D’autre part, si la clientèle impose un cahier des charges inspiré du modèle EurepGap, le producteur est en outre dans l’obligation de prouver que l’eau n’est pas polluée et ne renferme aucun des principes chimiques interdits, tels les métaux lourds, en provenance des industries, des stations d’épuration, ou de toute autre source de pollution.
Choix de la région et du milieu Climat/Sol
Au Maroc, les régions d’agrumiculture sont au nombre de six et bien connues (Souss, Marrakech, Tadla, Côte Atlantique de Larache à Azemmour, Gharb, Berkane).
Sur le plan agroclimatique, elles ne soulèvent aucune question subsidiaire en dehors de ce qu’on sait déjà de chacune d’elle. Souss et Berkane offrent l’avantage de la précocité du climat maritime, le Gharb celui des zones continentales donnant des fruits de bonne coloration.
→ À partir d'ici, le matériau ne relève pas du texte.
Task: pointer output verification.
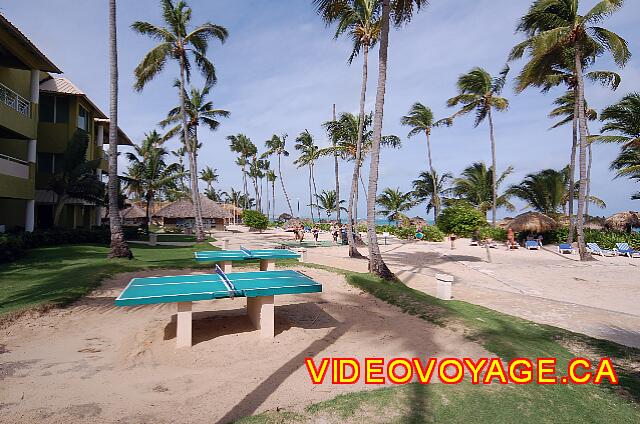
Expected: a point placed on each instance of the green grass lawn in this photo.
(59, 275)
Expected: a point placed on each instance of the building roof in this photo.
(184, 209)
(20, 52)
(62, 85)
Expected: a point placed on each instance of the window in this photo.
(44, 162)
(47, 108)
(54, 109)
(83, 118)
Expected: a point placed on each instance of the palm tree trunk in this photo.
(436, 198)
(376, 263)
(336, 169)
(494, 190)
(119, 247)
(353, 198)
(572, 167)
(582, 125)
(191, 147)
(284, 190)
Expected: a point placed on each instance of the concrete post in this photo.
(29, 219)
(443, 290)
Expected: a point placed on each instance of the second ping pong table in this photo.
(259, 287)
(225, 258)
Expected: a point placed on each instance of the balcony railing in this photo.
(15, 101)
(13, 166)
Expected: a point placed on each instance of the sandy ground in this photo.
(95, 363)
(600, 298)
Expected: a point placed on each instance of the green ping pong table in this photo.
(225, 258)
(259, 288)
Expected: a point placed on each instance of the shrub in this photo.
(255, 220)
(432, 233)
(461, 219)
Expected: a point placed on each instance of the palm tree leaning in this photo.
(178, 41)
(425, 190)
(148, 172)
(277, 146)
(555, 28)
(308, 156)
(420, 118)
(479, 92)
(119, 247)
(393, 203)
(361, 20)
(475, 185)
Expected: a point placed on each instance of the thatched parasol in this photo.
(534, 222)
(623, 221)
(184, 208)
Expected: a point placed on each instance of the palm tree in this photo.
(271, 178)
(77, 178)
(209, 176)
(479, 92)
(308, 156)
(178, 41)
(623, 118)
(420, 118)
(565, 109)
(554, 29)
(277, 146)
(393, 202)
(148, 172)
(475, 185)
(328, 202)
(119, 247)
(401, 12)
(242, 145)
(424, 190)
(547, 191)
(361, 20)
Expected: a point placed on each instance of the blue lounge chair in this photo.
(625, 250)
(595, 249)
(532, 245)
(565, 248)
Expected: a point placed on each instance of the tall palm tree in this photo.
(277, 146)
(431, 188)
(209, 176)
(242, 145)
(554, 26)
(479, 92)
(420, 118)
(360, 19)
(565, 109)
(178, 42)
(475, 185)
(393, 203)
(119, 247)
(77, 176)
(547, 191)
(308, 156)
(623, 118)
(328, 202)
(271, 178)
(148, 172)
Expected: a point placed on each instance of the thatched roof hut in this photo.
(623, 221)
(534, 222)
(184, 209)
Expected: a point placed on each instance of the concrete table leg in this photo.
(226, 266)
(261, 312)
(183, 328)
(267, 265)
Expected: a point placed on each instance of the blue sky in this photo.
(281, 70)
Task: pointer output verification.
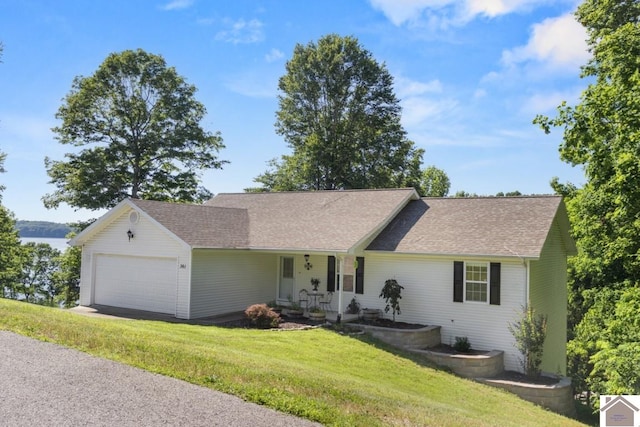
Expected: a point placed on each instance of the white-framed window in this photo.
(476, 282)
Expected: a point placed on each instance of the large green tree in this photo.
(138, 125)
(434, 182)
(10, 254)
(602, 134)
(339, 115)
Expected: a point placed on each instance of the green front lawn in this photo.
(316, 374)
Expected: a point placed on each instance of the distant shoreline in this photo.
(42, 229)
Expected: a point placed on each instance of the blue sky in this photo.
(471, 76)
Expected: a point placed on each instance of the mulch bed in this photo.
(522, 378)
(285, 323)
(447, 349)
(388, 323)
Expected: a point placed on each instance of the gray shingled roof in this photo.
(315, 220)
(485, 226)
(201, 226)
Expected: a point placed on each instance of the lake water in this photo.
(56, 243)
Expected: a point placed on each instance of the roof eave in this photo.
(457, 255)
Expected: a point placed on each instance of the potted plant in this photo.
(317, 314)
(353, 307)
(392, 293)
(274, 306)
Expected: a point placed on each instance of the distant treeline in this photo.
(42, 229)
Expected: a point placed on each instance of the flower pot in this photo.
(293, 313)
(370, 314)
(317, 316)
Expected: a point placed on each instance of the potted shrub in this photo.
(392, 293)
(261, 316)
(317, 314)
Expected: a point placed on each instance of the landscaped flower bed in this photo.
(555, 395)
(403, 337)
(468, 365)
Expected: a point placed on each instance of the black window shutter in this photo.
(360, 275)
(331, 274)
(494, 285)
(458, 281)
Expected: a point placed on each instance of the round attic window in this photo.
(134, 217)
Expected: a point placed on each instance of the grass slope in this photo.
(315, 374)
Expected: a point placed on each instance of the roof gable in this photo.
(199, 225)
(331, 221)
(484, 226)
(316, 220)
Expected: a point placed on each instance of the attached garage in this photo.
(141, 283)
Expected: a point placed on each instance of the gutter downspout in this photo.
(340, 281)
(526, 283)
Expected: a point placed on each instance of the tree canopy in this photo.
(138, 124)
(339, 115)
(602, 134)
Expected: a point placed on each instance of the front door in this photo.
(285, 287)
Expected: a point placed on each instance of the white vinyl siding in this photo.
(548, 296)
(150, 241)
(427, 299)
(229, 281)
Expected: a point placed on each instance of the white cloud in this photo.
(273, 55)
(241, 31)
(559, 42)
(546, 102)
(416, 111)
(406, 87)
(253, 85)
(401, 11)
(442, 13)
(177, 4)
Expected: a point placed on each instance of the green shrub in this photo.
(530, 332)
(391, 292)
(261, 316)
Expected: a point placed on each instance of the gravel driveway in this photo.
(45, 384)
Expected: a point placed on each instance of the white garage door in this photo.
(136, 282)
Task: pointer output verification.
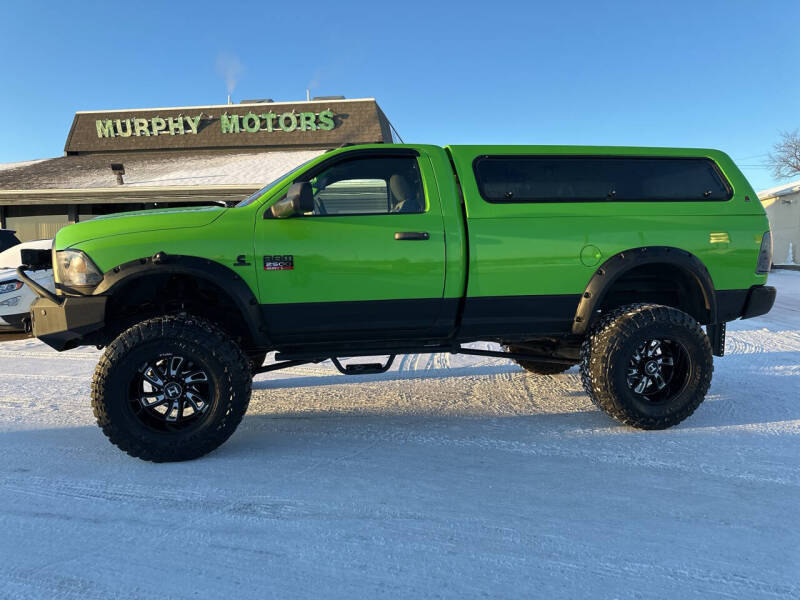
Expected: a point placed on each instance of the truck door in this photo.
(367, 263)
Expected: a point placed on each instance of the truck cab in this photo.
(563, 255)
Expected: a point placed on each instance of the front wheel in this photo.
(171, 388)
(648, 366)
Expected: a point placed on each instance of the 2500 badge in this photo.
(279, 262)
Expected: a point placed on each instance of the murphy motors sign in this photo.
(250, 122)
(314, 124)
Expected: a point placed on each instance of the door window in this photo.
(369, 186)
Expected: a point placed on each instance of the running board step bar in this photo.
(285, 360)
(362, 368)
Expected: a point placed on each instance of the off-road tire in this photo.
(538, 367)
(227, 368)
(609, 346)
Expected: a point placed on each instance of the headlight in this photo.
(10, 286)
(13, 301)
(75, 269)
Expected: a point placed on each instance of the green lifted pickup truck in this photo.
(608, 257)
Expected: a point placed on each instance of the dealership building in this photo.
(782, 204)
(118, 160)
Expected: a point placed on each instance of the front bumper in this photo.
(65, 322)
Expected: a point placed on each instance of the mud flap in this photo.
(716, 335)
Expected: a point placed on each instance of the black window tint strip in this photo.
(533, 178)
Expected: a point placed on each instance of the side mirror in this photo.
(299, 200)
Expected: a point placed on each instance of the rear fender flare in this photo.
(612, 269)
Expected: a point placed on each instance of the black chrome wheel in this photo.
(171, 392)
(658, 370)
(171, 388)
(647, 365)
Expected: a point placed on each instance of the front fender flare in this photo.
(199, 268)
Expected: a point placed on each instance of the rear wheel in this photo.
(171, 388)
(535, 366)
(646, 365)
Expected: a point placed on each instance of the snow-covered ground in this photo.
(453, 477)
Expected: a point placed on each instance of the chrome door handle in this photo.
(412, 235)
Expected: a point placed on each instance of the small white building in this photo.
(782, 204)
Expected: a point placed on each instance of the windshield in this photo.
(272, 184)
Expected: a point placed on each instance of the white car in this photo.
(15, 296)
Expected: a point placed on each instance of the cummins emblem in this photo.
(279, 262)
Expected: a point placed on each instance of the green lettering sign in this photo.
(126, 132)
(193, 123)
(140, 127)
(287, 122)
(175, 125)
(326, 120)
(307, 122)
(229, 124)
(251, 123)
(158, 124)
(104, 128)
(269, 118)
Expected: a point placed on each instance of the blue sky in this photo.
(713, 74)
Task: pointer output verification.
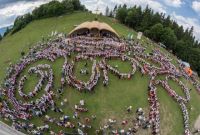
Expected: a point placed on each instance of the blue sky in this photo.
(185, 12)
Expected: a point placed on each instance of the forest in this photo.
(161, 28)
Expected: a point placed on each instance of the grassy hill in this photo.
(106, 102)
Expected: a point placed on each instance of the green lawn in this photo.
(106, 102)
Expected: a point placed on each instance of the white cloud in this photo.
(11, 11)
(196, 6)
(174, 3)
(188, 22)
(155, 5)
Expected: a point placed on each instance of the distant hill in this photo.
(129, 92)
(3, 29)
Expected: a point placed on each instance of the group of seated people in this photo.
(58, 48)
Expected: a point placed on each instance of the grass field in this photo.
(106, 102)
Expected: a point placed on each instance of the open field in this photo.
(106, 102)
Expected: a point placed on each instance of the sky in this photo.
(185, 12)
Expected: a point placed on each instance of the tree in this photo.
(77, 5)
(121, 14)
(69, 7)
(168, 38)
(107, 11)
(156, 32)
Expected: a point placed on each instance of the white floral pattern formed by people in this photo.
(107, 48)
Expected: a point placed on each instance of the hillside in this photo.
(106, 102)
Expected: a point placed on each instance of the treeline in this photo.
(161, 28)
(51, 9)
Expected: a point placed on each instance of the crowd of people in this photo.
(88, 48)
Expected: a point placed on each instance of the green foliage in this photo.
(168, 38)
(51, 9)
(162, 29)
(156, 31)
(121, 14)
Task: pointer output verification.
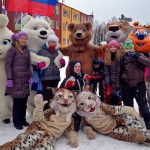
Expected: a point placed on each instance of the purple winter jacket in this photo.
(17, 69)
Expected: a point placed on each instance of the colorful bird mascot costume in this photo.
(48, 125)
(140, 37)
(5, 44)
(119, 122)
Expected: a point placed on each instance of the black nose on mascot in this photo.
(78, 34)
(141, 37)
(43, 32)
(114, 28)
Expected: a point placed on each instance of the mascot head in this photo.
(80, 33)
(116, 30)
(37, 29)
(5, 36)
(141, 38)
(87, 103)
(63, 102)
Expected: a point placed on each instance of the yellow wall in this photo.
(66, 17)
(75, 16)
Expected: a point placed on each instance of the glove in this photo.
(133, 54)
(88, 77)
(39, 103)
(31, 80)
(62, 62)
(119, 94)
(69, 83)
(108, 90)
(40, 65)
(9, 83)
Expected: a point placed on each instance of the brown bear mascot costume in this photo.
(80, 49)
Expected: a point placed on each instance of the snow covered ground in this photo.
(102, 142)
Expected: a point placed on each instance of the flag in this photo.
(40, 7)
(17, 6)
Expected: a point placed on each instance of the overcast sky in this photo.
(138, 10)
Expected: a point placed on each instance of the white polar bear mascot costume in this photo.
(37, 29)
(5, 44)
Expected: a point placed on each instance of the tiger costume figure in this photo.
(119, 122)
(49, 125)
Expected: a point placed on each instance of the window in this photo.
(57, 10)
(52, 23)
(57, 24)
(77, 17)
(82, 19)
(64, 12)
(68, 14)
(64, 26)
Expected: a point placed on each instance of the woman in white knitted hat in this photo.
(50, 77)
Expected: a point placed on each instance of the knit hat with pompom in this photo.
(16, 36)
(52, 38)
(113, 43)
(128, 43)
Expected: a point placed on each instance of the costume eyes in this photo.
(90, 97)
(35, 28)
(70, 96)
(137, 33)
(59, 95)
(5, 41)
(84, 30)
(46, 28)
(74, 30)
(81, 104)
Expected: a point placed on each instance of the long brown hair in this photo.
(107, 57)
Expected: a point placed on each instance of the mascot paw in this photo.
(90, 133)
(39, 103)
(73, 139)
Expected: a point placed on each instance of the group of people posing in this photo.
(119, 77)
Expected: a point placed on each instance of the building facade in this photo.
(63, 15)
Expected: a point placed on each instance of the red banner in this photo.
(30, 6)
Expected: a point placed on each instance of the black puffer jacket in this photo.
(78, 78)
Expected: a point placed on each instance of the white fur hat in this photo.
(52, 38)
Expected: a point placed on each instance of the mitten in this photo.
(31, 80)
(108, 90)
(39, 103)
(89, 78)
(119, 94)
(9, 83)
(72, 138)
(69, 83)
(89, 132)
(40, 65)
(62, 62)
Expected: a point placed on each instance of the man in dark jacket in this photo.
(131, 70)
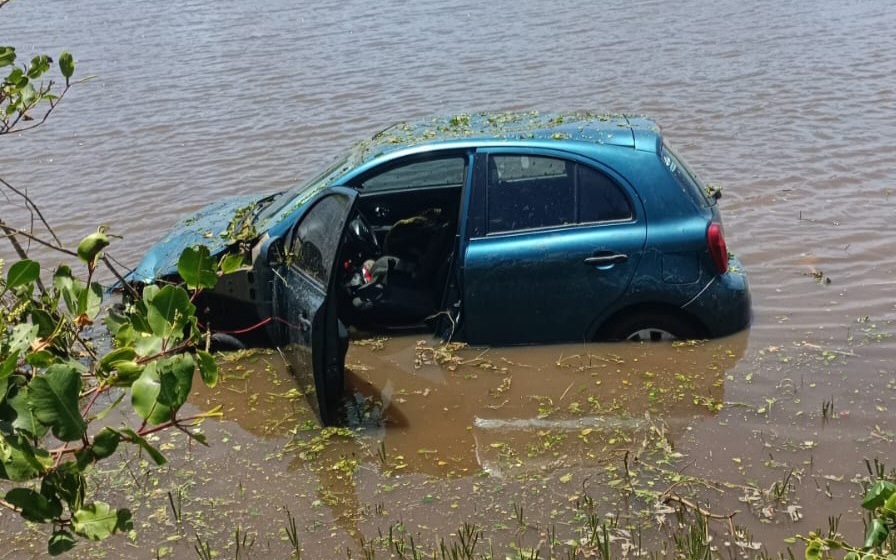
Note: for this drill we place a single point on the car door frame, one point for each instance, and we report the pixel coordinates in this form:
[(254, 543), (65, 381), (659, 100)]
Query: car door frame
[(316, 340)]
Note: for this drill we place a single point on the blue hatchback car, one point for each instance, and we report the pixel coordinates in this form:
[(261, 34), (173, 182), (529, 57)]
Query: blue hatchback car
[(493, 228)]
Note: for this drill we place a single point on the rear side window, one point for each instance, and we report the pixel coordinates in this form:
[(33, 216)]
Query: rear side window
[(526, 192), (600, 199), (315, 242), (531, 192), (445, 172), (688, 182)]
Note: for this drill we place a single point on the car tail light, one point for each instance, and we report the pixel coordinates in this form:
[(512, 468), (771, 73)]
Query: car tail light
[(718, 250)]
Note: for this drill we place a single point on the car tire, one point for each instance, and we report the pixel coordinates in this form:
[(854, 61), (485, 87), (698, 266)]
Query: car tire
[(226, 342), (651, 327)]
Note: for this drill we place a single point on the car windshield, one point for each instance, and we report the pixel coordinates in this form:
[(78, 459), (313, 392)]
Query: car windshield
[(299, 194), (688, 182)]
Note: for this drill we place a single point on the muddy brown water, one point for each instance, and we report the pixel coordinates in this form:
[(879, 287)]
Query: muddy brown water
[(789, 106)]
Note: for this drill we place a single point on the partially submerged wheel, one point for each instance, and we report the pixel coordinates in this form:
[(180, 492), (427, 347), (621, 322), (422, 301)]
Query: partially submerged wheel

Par contre, il faudrait être très prudent sur le choix du lieu dès lors qu’on s’éloigne sensiblement de ces régions ou qu’on se mette sur un site de microclimat particulier, même si celui-ci est proche d’une zone parfaitement indiquée pour les agrumes. D’importants changements climatiques, peuvent parfois apparaître, par suite d’un changement brutal d’altitude ou de topographie générale.
De tous les risques climatiques à craindre pour les agrumes (Chergui, grêle, vent), le gel hivernal reste l’élément fatal pour l’arbre. Parfois, on ne s’en rend compte que quelques années après plantation à la suite de dégâts récurrents sur le terrain. Pour des impératifs de rentabilité, à des fréquences de grand gel d’une année sur 5, il vaut mieux investir dans un autre projet de culture tolérant les hivers rigoureux, en l’occurrence les rosacées fruitières ou la vigne.
Dans une vaste région globalement gélive, comme le Tadla, il faudrait être conscient que c’est dans les cuvettes et bas-fonds ou « trous à gelée » que le risque de gel est plus grand.
Au Maroc, les anomalies de la peau ne sont pas admises sur le fruit destiné à l’Export. Par conséquent, des variétés très sensibles aux marbrures comme la Navel et la Washington Sanguine sont à éviter dans les zones très ventées. De même que les variétés très sensibles à l’excès de pluie, comme la Nour, sont à écarter sous des climats très pluvieux comme celui du Gharb central.
Les agrumes n’ont pas d’exigences particulières du point de vue du type de sol. Mais là aussi les extrêmes sont à éviter. Un sol de Merja sans réseau d’assainissement ou avec un réseau obsolète, n’est pas le bon endroit pour un verger moderne d’agrumes. Il en est de même pour un sol très salé (EC extrait 1/5 > 0,5 mmhos/cm), ou avec une nappe salée proche de la surface, en particulier en cas de texture lourde.
Des observations réalisées sur des parcelles grandeur nature dans le Gharb montrent également qu’il ne faut jamais planter un agrume immédiatement après l’arrachage d’un autre agrume, du moins lorsque les deux sont greffés sur bigaradier. Une période de « repos » d’au moins 4-5 ans est indispensable. L’idée consistant à décaler les lignes de plantation vers le milieu des anciennes afin de gagner du temps, n’améliore en rien la croissance de l’arbre, qui reste rabougri comme s’il était sous alimenté ou affecté d’une maladie virale grave.